High heat during pregnancy may disrupt key molecules, raising risk of preterm birth

New evidence suggests that exposure to high temperatures during pregnancy can trigger subtle but significant biochemical changes in the body – changes that may increase the likelihood of preterm birth.

Scientists have found that heat stress may interfere with amino acids and metabolites crucial for managing oxidative stress, maintaining energy balance, and supporting healthy fetal development. These small molecules act as the body’s regulators, helping mothers cope with physical strain and environmental changes.

Among the key molecules affected are methionine, proline, citrulline, and pipecolate.
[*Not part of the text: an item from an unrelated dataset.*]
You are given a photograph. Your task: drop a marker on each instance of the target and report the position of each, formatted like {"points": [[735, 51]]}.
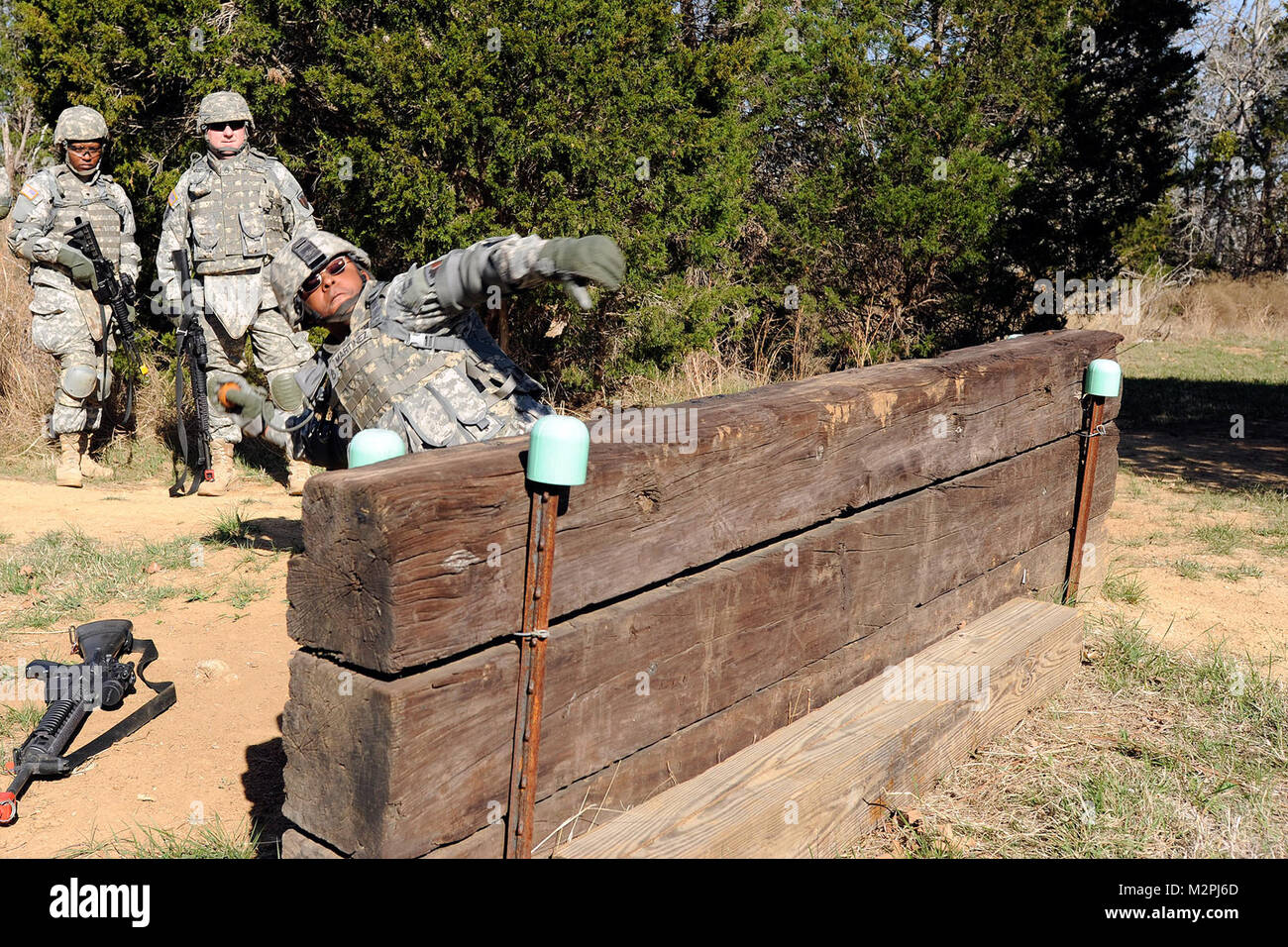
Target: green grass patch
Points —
{"points": [[1199, 385], [209, 840], [67, 574], [1124, 589], [228, 528], [1219, 539]]}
Methionine is an essential amino acid that supports cellular repair and antioxidant defences. Elevated levels may signal an altered metabolic response to heat.
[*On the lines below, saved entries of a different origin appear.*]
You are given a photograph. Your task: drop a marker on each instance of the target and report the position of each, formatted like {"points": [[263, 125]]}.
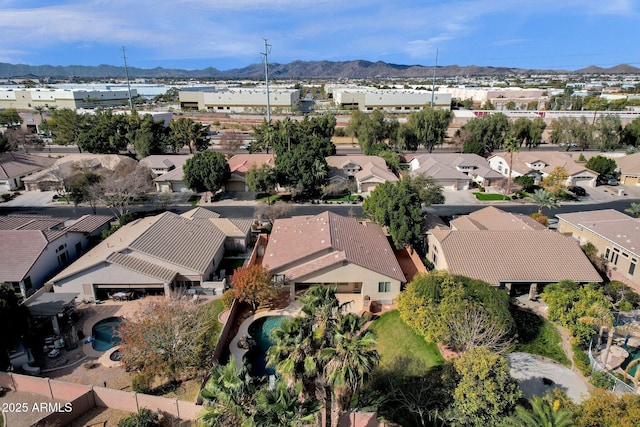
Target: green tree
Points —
{"points": [[206, 171], [543, 413], [634, 210], [430, 126], [186, 131], [398, 207], [602, 165], [544, 199], [486, 392], [608, 130]]}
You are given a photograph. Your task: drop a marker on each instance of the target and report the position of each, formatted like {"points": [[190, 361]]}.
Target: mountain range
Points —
{"points": [[357, 69]]}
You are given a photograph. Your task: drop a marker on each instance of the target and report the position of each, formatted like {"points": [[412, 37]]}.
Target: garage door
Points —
{"points": [[234, 186]]}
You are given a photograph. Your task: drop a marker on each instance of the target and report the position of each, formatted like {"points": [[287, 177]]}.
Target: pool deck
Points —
{"points": [[238, 353]]}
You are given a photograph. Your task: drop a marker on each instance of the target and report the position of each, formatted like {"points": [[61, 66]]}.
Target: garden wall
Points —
{"points": [[85, 397]]}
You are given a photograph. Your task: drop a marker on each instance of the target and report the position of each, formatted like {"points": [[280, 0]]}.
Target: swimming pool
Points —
{"points": [[104, 334], [634, 353], [260, 331]]}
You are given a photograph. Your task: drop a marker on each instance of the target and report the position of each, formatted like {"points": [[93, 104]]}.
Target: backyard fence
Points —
{"points": [[618, 386]]}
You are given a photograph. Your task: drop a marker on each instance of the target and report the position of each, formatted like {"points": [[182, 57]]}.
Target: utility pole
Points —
{"points": [[267, 51], [433, 83], [126, 72]]}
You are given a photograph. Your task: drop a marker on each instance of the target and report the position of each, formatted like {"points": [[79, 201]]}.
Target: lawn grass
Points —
{"points": [[537, 335], [397, 341], [490, 196]]}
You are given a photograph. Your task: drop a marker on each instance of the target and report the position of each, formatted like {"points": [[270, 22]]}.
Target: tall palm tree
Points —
{"points": [[544, 199], [634, 210], [511, 145], [542, 414], [349, 361]]}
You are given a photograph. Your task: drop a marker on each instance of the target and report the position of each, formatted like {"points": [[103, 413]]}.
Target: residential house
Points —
{"points": [[539, 164], [629, 169], [53, 177], [156, 254], [164, 163], [14, 167], [240, 164], [509, 251], [35, 247], [330, 249], [365, 172], [615, 235], [455, 171]]}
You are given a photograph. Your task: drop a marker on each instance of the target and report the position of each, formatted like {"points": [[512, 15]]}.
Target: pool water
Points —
{"points": [[634, 353], [260, 331], [105, 334]]}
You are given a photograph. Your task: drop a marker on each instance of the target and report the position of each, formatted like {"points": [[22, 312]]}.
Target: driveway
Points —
{"points": [[530, 370]]}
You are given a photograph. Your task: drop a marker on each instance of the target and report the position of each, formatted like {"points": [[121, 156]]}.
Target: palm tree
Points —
{"points": [[599, 316], [350, 360], [280, 406], [542, 414], [229, 397], [634, 210], [511, 145], [544, 199]]}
Citrulline plays a central role in the urea cycle, helping remove ammonia from the body. Lower levels can indicate compromised metabolic efficiency.

Proline, important for tissue growth and collagen formation, also contributes to the body’s stress response.

Pipecolate, produced in the liver, helps regulate oxidative stress – an imbalance here can heighten vulnerability to inflammation.

These molecules form part of 23 metabolic pathways that appear to shift when temperatures rise. Many of these pathways are directly linked to how the body handles stress, produces energy, and maintains a stable internal environment – all critical during pregnancy.

Disruptions in these systems can make the body more vulnerable, creating conditions that may increase the risk of delivering before 37 weeks.

Earlier research has shown that hotter weather can worsen oxidative stress, inflammation, cardiovascular strain, and hormonal balance. But this new analysis is the first to pinpoint specific molecular fingerprints that connect heat exposure to early biological changes tied to preterm birth.

The study behind these insights, published in Science Advances, analysed blood samples from 215 pregnant women in Atlanta, US. Conducted by researchers at Emory University, the work linked daily maximum temperatures during pregnancy with measurable shifts in key metabolites.

Notably, higher temperatures early in pregnancy were associated with increased methionine, while heat exposure later in pregnancy corresponded with lower citrulline, proline, and pipecolate levels.

The findings come from the Atlanta African American Maternal-Child Cohort, an ongoing project that began in 2014.